Simbol fonetis tidak sama dengan huruf. Perbedaannya adalah satu simbol mewakili satu bunyi sedangkan satu huruf bisa mewakili lebih dari satu bunyi. Contoh mudahnya adala huruf "e" dalam Bahasa Indonesia. "e" dapat dibunyikan berbeda seperti pada kata "erat", "ide" dan "elok".

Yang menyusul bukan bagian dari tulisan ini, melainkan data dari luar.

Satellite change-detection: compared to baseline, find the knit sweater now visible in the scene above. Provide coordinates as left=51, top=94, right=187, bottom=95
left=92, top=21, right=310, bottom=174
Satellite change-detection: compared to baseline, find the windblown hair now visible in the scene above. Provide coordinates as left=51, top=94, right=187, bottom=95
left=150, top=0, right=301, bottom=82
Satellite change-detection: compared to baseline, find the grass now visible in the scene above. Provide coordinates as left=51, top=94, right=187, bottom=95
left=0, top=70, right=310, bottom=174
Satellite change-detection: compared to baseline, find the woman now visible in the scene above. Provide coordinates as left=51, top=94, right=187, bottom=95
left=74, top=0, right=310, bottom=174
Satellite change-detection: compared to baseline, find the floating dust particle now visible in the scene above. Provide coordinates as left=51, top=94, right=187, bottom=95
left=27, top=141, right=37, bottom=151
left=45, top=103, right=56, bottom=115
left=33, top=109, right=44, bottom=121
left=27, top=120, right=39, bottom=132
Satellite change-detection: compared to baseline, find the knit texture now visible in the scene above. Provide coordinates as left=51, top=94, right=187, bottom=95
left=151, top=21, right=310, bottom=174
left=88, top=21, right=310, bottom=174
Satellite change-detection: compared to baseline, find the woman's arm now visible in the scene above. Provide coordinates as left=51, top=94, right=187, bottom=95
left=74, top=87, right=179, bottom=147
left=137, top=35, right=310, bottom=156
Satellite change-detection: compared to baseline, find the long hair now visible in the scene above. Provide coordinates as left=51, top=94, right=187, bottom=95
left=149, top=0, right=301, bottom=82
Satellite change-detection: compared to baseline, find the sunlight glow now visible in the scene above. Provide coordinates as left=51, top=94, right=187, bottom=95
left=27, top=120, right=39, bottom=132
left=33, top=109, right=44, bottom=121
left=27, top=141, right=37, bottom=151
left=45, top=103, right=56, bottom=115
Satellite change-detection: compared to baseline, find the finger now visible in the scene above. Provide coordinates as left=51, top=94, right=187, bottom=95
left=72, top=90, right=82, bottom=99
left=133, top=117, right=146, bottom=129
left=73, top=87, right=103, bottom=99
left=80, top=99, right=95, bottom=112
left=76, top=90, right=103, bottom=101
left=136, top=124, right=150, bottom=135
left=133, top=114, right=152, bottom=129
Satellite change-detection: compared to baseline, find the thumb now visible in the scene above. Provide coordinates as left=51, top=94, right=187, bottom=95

Menutup pembahasannya Ustadz Miftah menegaskan sekali lagi bahwa aksen lokal sah dalam bahasa lain tetapi tidak dalam Bahasa Arab. Nah pernyataan ini juga yang ingin saya kritisi. Menurut saya bukan hanya Bahasa Arab saja yang demikian. Bahasa lain di dunia ini juga akan mengalami perubahan makna jika ada perubahan struktur dan pelafalan kata tersebut. Hanya tingkat kekeliruan itu perlu adanya tingkat toleransi.
Jadi, menurut saya kekeliruan pelafalan yang dilakukan oleh Presiden Jokowi mengucapkan AL-FATIHAH menjadi AL-FATEKA, masih dalam taraf wajar dan dimaafkan dalam konteks orang yang belum fasih berbahasa arab/membaca Alquran. Namun demikian, tidak berhenti di situ. Harus ada yang siap memberitahukan kepada presiden terkait masalah ini guna meluruskan cara pelafalan kata tersebut dengan benar. Dari segi politik, insiden ini menjadi hal yang merugikan bagi pihak petahana. Tetapi tidak elok juga bila lawan menjadikan ini sebagai salah satu kampanye negatif karena sangat naif rasanya bila Alquran dijadikan komoditas politik. Wallahu a'lam bishawab.